Ancak, işler hiç de istenildiği gibi gitmeyecekti ve de gidemezdi de. Bu yüzden de Recep Tayyip Erdoğan’ın 28 Ağustos tarihine kadar Başbakanlık koltuğunu bırakmayıp hâlâ bu görevi de üstünde taşıyormuş gibi Anayasal suç işleyerek yürütmesi boşuna değildir. O istiyor ki, AKP bölünmeden varlığını sürdürsün ve kendi emrinden milim dışarı çıkmadan parlamentoda üstüne düşeni yerine getirsin. AKP içinde başlayan ve boyut kazanan tartışmalar işte bu yöndeydi. Başbakanlık koltuğuna önerilen kişi ise Recep Tayyip Erdoğan’ın bir dediğini iki etmeyecek olan Ahmet Davutoğlu’ydu. Parti içinden bu öneriye karşı mırın kırın olsa da göründüğü kadarıyla sonuç üç aşağı beş yukarı belli olmuş, Ahmet Davutoğlu Başbakanlık koltuğuna oturacak kişi olarak belirlenmişti.

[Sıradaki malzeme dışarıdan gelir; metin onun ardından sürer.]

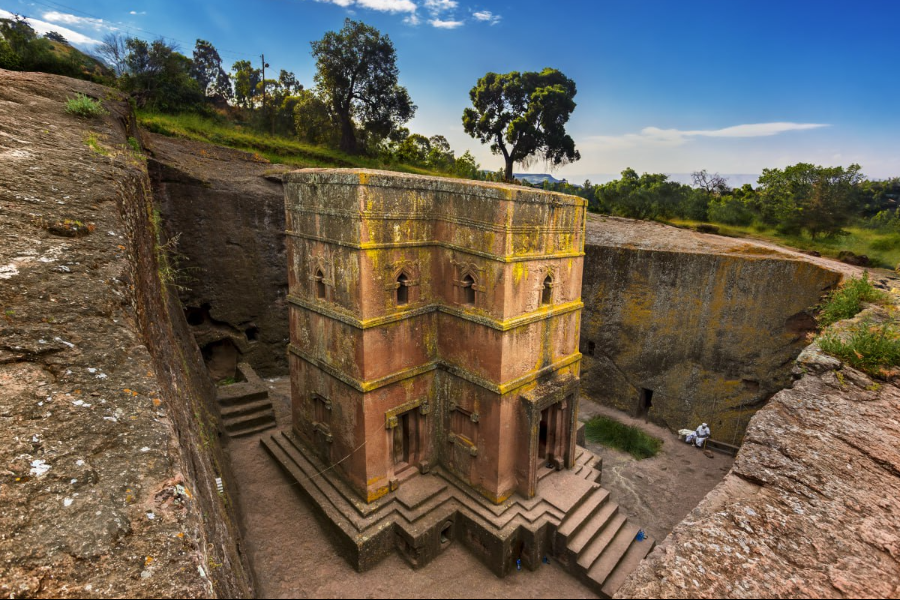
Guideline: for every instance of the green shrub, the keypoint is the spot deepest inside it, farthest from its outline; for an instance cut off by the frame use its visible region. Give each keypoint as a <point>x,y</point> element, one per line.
<point>847,300</point>
<point>610,433</point>
<point>84,106</point>
<point>873,349</point>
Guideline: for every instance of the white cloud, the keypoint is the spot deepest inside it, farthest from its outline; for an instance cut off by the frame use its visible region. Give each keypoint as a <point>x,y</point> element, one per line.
<point>438,6</point>
<point>393,6</point>
<point>654,136</point>
<point>43,27</point>
<point>440,24</point>
<point>76,21</point>
<point>486,16</point>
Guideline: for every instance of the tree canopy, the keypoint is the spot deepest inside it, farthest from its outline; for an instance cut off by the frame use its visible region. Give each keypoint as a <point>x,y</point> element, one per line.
<point>523,116</point>
<point>208,72</point>
<point>817,199</point>
<point>357,77</point>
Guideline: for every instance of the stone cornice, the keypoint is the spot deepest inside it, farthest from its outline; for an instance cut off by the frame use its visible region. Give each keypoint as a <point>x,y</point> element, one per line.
<point>429,243</point>
<point>374,384</point>
<point>326,309</point>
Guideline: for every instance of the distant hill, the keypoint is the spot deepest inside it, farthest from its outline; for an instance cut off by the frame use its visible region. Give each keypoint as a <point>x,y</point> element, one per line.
<point>734,179</point>
<point>92,68</point>
<point>537,178</point>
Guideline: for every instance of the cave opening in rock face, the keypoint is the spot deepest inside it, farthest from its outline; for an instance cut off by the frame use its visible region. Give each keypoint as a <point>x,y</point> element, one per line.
<point>221,359</point>
<point>645,402</point>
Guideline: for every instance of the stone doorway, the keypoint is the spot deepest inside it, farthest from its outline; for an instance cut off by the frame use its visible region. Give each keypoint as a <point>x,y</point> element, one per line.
<point>553,436</point>
<point>406,441</point>
<point>645,403</point>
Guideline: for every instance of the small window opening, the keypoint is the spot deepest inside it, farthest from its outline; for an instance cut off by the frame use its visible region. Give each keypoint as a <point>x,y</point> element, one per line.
<point>402,289</point>
<point>547,293</point>
<point>320,285</point>
<point>469,290</point>
<point>447,532</point>
<point>645,403</point>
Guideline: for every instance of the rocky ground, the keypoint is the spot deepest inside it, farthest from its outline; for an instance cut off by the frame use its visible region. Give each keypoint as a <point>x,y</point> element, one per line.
<point>656,493</point>
<point>811,507</point>
<point>93,498</point>
<point>611,231</point>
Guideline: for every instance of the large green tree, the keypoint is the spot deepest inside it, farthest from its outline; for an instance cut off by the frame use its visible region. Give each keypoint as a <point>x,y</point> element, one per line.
<point>523,116</point>
<point>246,83</point>
<point>159,77</point>
<point>820,200</point>
<point>208,72</point>
<point>357,75</point>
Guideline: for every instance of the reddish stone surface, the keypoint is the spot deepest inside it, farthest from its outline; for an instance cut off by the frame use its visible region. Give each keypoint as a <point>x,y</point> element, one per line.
<point>422,331</point>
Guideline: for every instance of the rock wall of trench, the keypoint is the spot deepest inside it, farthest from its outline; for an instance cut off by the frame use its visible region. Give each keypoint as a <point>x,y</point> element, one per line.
<point>711,335</point>
<point>811,507</point>
<point>109,453</point>
<point>224,212</point>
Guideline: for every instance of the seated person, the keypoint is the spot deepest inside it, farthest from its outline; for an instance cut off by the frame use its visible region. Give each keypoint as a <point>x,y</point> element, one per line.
<point>699,436</point>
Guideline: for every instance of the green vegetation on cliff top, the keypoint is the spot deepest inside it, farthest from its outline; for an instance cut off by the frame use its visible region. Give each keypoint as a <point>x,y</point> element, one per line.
<point>873,348</point>
<point>275,149</point>
<point>881,246</point>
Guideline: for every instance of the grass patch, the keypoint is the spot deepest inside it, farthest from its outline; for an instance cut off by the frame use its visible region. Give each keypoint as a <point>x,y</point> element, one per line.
<point>275,149</point>
<point>882,247</point>
<point>871,348</point>
<point>847,301</point>
<point>83,106</point>
<point>92,141</point>
<point>610,433</point>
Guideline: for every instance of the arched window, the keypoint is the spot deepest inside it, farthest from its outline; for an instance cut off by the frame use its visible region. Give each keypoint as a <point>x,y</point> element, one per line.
<point>547,293</point>
<point>320,284</point>
<point>469,290</point>
<point>402,289</point>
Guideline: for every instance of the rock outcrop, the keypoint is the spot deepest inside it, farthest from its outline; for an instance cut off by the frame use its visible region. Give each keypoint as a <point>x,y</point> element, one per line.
<point>689,328</point>
<point>811,507</point>
<point>109,454</point>
<point>224,212</point>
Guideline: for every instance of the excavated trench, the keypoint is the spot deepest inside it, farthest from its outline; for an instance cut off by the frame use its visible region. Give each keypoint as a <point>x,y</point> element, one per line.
<point>108,410</point>
<point>678,328</point>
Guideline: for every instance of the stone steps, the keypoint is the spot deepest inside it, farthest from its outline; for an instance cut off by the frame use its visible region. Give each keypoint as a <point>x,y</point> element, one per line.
<point>587,531</point>
<point>598,544</point>
<point>245,407</point>
<point>251,423</point>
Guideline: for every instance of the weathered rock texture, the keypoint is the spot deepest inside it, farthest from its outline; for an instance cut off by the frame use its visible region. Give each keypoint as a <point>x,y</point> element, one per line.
<point>811,507</point>
<point>433,321</point>
<point>225,209</point>
<point>109,455</point>
<point>709,326</point>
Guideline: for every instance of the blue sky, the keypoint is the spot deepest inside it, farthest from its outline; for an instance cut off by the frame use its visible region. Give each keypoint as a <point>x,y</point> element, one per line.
<point>731,86</point>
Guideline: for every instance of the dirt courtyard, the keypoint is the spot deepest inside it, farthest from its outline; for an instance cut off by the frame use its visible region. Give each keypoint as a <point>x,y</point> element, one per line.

Değerli okurlar, yarın Başbakanlık koltuğuna oturacak ve Türkiye’nin yazgısını elinde tutacak olan kişi, çapsız ve derinliği olmayan politikalarıyla Ahmet Davutoğlu olacak gibi görünüyor. Böyle olması kendileri açısından çok doğal. Çünkü Recep Tayyip Erdoğan’ın Ahmet Davutoğlu suç ortağıdır. Tencere dibin kara, seninki benden kara hesabı uyum içinde olmalarını da suç ortaklığı sağlayacağı için suç işlemeye devam edecekler demektir. Böyle bir durumda ise halkımız ve komşularımızı daha ağır bedeller beklemektedir.

Yukarıda kısaca nasıl bir kişiliktir değindiğim Ahmet Davutoğlu’lu ve Tayyip Erdoğan’lı günlere hazırolun.

İnanıyorum ve biliyorum ki, hepimizi şenlikli günler bekliyor…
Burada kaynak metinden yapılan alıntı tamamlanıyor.